—Tu crois qu'il y en a vraiment un? J'ai fini par en douter... Les meilleurs de ceux qui nous aiment, comment nous aiment-ils? Comment nous voient-ils? Savent-ils voir, seulement? Ils nous admirent, en nous humiliant; ils ont autant de plaisir à voir jouer n'importe quelle cabotine; ils nous mettent au rang de sots que l'on méprise. Tous ceux qui ont le succès sont égaux, à leurs yeux.
—Et pourtant, ce sont les plus grands de tous qui restent les plus grands, pour la postérité.
—Simple effet de recul! Les montagnes s'élèvent, à mesure qu'on s'éloigne. On voit mieux leur hauteur; mais on en est plus loin... Et qui nous dit, d'ailleurs, que ce sont les plus grands?
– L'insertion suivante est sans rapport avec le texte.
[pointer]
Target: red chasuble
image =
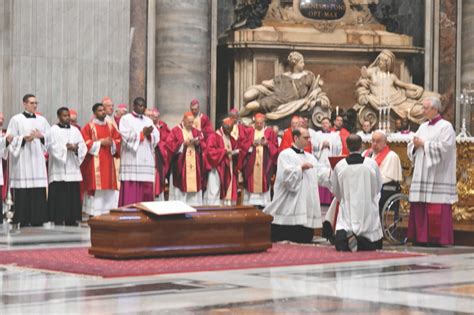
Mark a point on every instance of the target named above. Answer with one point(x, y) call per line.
point(99, 171)
point(216, 157)
point(258, 165)
point(162, 160)
point(186, 166)
point(202, 123)
point(287, 141)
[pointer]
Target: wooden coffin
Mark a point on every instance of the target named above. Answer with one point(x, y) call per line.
point(132, 233)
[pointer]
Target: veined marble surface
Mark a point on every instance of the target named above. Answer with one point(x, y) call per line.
point(440, 282)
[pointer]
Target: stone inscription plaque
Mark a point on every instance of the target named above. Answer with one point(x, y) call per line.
point(322, 9)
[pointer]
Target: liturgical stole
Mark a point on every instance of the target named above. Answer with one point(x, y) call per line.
point(190, 162)
point(258, 165)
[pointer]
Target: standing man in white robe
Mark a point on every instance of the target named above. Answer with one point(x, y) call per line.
point(356, 184)
point(295, 206)
point(137, 163)
point(67, 150)
point(389, 166)
point(433, 187)
point(27, 139)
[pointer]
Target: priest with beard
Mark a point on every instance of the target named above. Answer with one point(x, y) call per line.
point(295, 206)
point(137, 158)
point(258, 161)
point(221, 162)
point(67, 150)
point(433, 187)
point(27, 145)
point(100, 189)
point(185, 145)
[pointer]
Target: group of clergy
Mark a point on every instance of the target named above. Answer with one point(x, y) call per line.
point(58, 172)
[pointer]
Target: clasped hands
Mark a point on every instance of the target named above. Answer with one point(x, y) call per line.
point(262, 141)
point(418, 142)
point(147, 131)
point(34, 134)
point(192, 141)
point(72, 147)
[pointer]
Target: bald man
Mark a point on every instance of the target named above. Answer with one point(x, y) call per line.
point(258, 160)
point(433, 188)
point(389, 166)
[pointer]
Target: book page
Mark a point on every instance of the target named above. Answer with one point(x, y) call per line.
point(165, 207)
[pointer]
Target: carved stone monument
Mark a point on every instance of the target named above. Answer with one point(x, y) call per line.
point(297, 90)
point(381, 93)
point(336, 37)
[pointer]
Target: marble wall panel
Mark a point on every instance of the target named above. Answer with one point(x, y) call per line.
point(182, 56)
point(447, 56)
point(68, 53)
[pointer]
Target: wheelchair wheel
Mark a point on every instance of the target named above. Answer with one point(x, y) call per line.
point(395, 216)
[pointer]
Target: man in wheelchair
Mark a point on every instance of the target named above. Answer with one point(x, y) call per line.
point(389, 166)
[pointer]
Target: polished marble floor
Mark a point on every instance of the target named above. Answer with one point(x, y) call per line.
point(440, 282)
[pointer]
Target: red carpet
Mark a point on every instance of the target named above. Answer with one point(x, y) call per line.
point(78, 261)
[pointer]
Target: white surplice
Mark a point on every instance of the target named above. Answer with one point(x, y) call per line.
point(357, 188)
point(190, 198)
point(137, 158)
point(64, 165)
point(27, 161)
point(296, 196)
point(434, 173)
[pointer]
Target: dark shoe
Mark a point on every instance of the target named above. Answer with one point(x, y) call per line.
point(327, 232)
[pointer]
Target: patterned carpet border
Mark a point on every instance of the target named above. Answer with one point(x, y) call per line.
point(78, 261)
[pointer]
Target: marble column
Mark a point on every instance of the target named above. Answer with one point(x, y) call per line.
point(138, 49)
point(182, 56)
point(467, 52)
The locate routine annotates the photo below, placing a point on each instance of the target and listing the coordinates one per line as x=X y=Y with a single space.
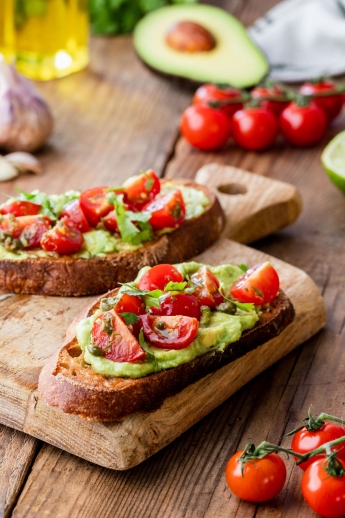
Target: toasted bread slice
x=74 y=277
x=68 y=382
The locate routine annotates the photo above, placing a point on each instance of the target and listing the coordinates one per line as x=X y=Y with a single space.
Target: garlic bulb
x=25 y=119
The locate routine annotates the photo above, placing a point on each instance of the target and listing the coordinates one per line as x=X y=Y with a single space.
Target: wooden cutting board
x=254 y=206
x=32 y=328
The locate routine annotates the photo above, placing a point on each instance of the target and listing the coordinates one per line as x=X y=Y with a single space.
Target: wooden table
x=111 y=121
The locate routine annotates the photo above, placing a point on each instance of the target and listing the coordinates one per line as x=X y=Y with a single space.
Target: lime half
x=333 y=160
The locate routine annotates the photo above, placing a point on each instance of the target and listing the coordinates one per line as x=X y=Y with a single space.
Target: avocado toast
x=85 y=378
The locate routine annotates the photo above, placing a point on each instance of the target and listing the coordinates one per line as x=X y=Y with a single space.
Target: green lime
x=333 y=160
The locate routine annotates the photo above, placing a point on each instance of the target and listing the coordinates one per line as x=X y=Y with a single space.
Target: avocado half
x=235 y=59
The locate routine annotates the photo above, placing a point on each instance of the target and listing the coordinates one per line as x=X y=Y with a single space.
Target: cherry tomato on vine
x=259 y=285
x=254 y=128
x=157 y=277
x=331 y=104
x=303 y=125
x=205 y=128
x=324 y=493
x=276 y=107
x=304 y=441
x=211 y=92
x=262 y=478
x=169 y=332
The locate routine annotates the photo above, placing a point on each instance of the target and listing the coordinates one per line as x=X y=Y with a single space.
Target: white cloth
x=303 y=39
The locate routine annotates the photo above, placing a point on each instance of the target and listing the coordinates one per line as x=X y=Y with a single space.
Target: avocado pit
x=190 y=37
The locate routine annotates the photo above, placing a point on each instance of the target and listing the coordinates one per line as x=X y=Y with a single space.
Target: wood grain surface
x=110 y=121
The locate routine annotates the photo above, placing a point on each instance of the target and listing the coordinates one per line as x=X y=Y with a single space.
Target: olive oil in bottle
x=51 y=37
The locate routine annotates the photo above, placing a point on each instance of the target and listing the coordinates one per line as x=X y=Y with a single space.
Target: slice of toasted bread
x=68 y=382
x=74 y=277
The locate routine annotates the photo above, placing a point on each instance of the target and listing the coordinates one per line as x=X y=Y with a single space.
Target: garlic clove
x=24 y=162
x=8 y=171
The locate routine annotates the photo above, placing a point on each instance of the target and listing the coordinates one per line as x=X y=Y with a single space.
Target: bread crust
x=70 y=277
x=68 y=382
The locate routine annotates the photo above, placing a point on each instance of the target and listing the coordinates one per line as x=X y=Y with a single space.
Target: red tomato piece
x=259 y=285
x=304 y=441
x=254 y=128
x=205 y=128
x=276 y=107
x=64 y=238
x=20 y=208
x=111 y=334
x=168 y=211
x=27 y=229
x=158 y=277
x=179 y=304
x=207 y=287
x=324 y=493
x=74 y=213
x=142 y=189
x=303 y=126
x=94 y=205
x=211 y=92
x=173 y=332
x=130 y=304
x=331 y=104
x=263 y=478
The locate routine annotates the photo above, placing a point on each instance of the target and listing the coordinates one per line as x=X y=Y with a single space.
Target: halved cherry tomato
x=20 y=208
x=94 y=205
x=324 y=493
x=331 y=104
x=179 y=304
x=158 y=277
x=168 y=211
x=304 y=441
x=64 y=238
x=207 y=287
x=142 y=189
x=27 y=229
x=111 y=334
x=175 y=332
x=130 y=304
x=74 y=213
x=214 y=93
x=259 y=285
x=262 y=479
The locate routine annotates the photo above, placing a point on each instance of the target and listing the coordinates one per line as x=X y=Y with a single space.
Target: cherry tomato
x=259 y=285
x=64 y=238
x=94 y=205
x=142 y=189
x=179 y=304
x=20 y=208
x=324 y=493
x=130 y=304
x=305 y=441
x=173 y=332
x=254 y=128
x=205 y=128
x=27 y=229
x=73 y=212
x=276 y=107
x=263 y=478
x=207 y=287
x=158 y=277
x=168 y=211
x=330 y=104
x=303 y=125
x=211 y=92
x=111 y=334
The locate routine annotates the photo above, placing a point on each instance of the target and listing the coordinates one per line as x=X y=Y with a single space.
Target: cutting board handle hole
x=232 y=188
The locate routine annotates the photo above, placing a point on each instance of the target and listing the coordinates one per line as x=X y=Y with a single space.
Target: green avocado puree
x=222 y=330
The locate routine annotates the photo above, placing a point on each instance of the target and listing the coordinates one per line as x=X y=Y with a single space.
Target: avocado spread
x=221 y=330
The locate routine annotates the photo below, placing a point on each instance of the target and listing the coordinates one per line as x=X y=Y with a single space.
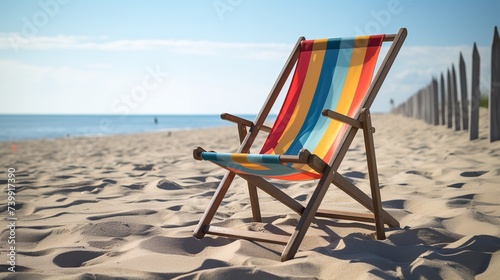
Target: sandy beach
x=126 y=206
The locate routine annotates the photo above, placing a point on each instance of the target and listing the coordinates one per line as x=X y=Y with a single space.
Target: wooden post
x=463 y=94
x=494 y=101
x=449 y=103
x=475 y=96
x=443 y=101
x=435 y=101
x=456 y=103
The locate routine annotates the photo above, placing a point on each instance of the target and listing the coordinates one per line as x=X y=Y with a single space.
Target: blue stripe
x=336 y=87
x=268 y=161
x=314 y=120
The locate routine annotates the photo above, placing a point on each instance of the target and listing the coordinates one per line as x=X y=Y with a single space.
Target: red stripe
x=365 y=78
x=291 y=98
x=298 y=176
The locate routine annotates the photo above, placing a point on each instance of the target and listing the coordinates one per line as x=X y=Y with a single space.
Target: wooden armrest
x=305 y=157
x=242 y=121
x=342 y=118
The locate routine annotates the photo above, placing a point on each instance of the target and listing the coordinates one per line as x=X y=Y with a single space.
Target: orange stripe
x=305 y=98
x=346 y=97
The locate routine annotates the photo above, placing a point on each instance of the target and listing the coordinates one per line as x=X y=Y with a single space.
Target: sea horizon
x=22 y=127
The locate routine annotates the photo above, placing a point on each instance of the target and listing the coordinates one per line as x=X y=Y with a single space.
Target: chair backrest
x=330 y=74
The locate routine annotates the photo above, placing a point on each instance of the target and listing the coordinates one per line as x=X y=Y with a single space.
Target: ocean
x=29 y=127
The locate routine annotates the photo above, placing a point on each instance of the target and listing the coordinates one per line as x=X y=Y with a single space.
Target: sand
x=126 y=206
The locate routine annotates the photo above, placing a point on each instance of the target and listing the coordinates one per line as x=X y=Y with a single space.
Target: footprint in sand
x=75 y=258
x=472 y=173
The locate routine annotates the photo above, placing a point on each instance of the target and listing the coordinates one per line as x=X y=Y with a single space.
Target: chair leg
x=368 y=131
x=214 y=204
x=254 y=202
x=307 y=217
x=252 y=190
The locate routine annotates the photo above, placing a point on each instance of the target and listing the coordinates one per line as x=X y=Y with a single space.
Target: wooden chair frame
x=248 y=132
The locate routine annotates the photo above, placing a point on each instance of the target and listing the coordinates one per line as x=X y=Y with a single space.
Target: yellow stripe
x=346 y=98
x=242 y=159
x=309 y=87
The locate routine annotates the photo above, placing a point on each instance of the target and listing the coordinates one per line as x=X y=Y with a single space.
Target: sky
x=212 y=56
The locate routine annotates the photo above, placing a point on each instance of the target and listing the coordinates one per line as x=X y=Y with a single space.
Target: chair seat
x=264 y=165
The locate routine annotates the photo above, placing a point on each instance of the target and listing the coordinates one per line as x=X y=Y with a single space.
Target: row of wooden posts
x=438 y=103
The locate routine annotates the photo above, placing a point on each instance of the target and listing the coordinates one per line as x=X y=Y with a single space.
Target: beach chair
x=328 y=101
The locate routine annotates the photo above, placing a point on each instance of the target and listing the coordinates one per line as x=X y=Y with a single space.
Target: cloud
x=16 y=42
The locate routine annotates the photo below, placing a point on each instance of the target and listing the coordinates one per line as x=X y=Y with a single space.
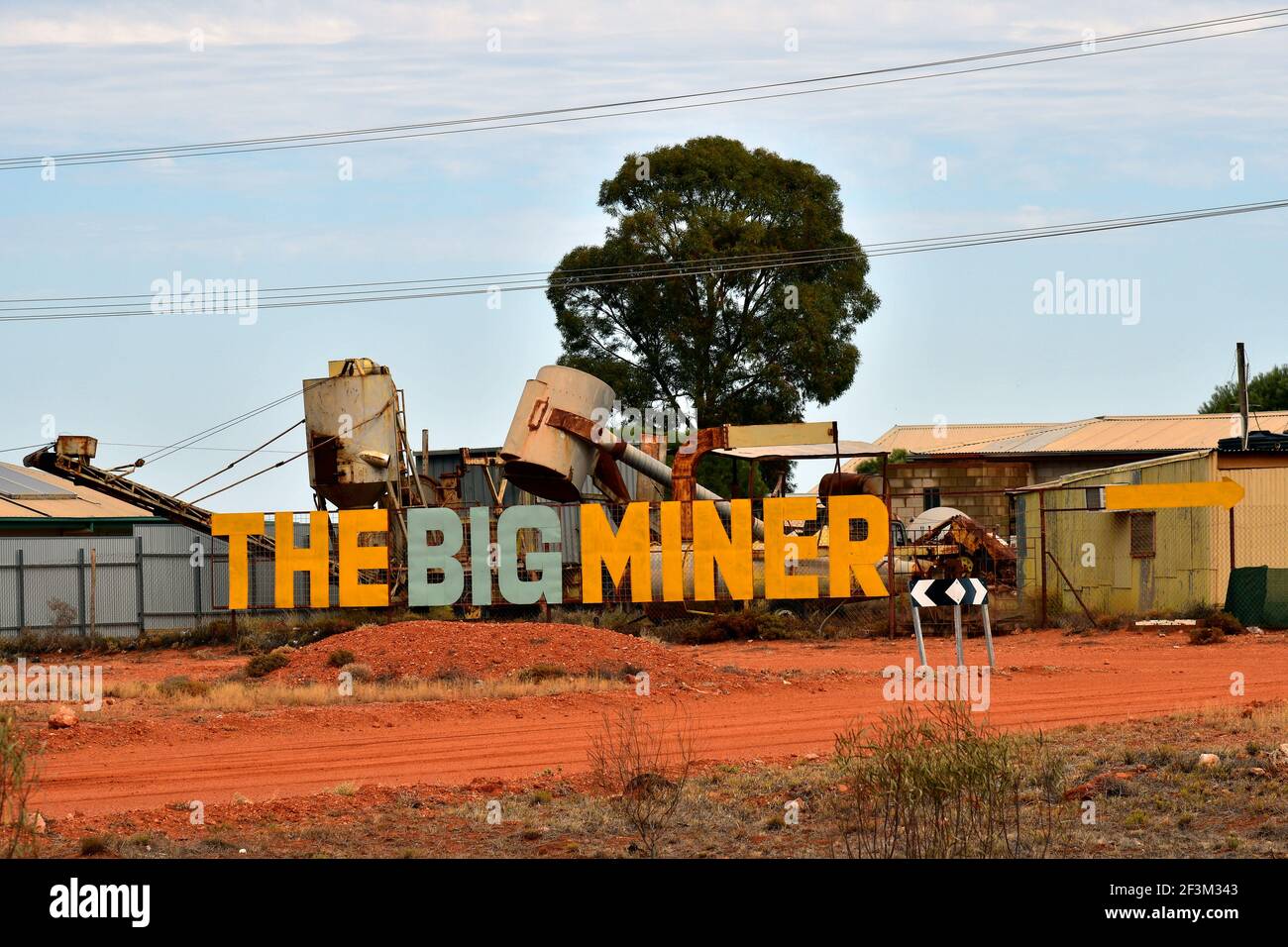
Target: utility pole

Est-ce que tu connais les autres, ceux qui ont disparu?
—Au diable! dit Christophe. Quand bien même personne ne sentirait ce que je suis, je le suis. J'ai ma musique, je l'aime, j'y crois; elle est plus vraie que tout.
—Tu es libre dans ton art, tu peux faire ce que tu veux. Mais moi, que puis-je? Je suis forcée de jouer ce qu'on m'impose, et de le ressasser jusqu'à l'écœurement. Nous n'en sommes pas tout à fait arrivés, en France, à l'état de bête de somme de ces acteurs américains, qui jouent dix mille fois Rip ou Robert-Macaire, qui, vingt-cinq ans de leur vie, tournent la meule d'un rôle inepte. Mais nous sommes sur le chemin. Misérables théâtres! Le public ne supporte le génie qu'à des doses infinitésimales, rasé, rogné, épilé, frotté des onguents à la mode... Un «génie à la mode!» est-ce que ce n'est pas crevant?... Quel gâchage de forces! Vois ce qu'ils ont fait d'un Mounet. Qu'a-t-il eu à jouer, dans sa vie? Deux ou trois rôles qui valent la peine de vivre: un Œdipe, un Polyeucte. Le reste, quelle niaiserie! Et penser à tout ce qu'il y aurait eu, pour lui, de grand et de glorieux à faire!... Ce n'est pas mieux, hors de France. Qu'ont-ils fait d'une Duse? À quoi s'est consumée sa vie? À quels rôles inutiles!
—Votre vrai rôle, dit Christophe, est d'imposer au monde les fortes œuvres d'art.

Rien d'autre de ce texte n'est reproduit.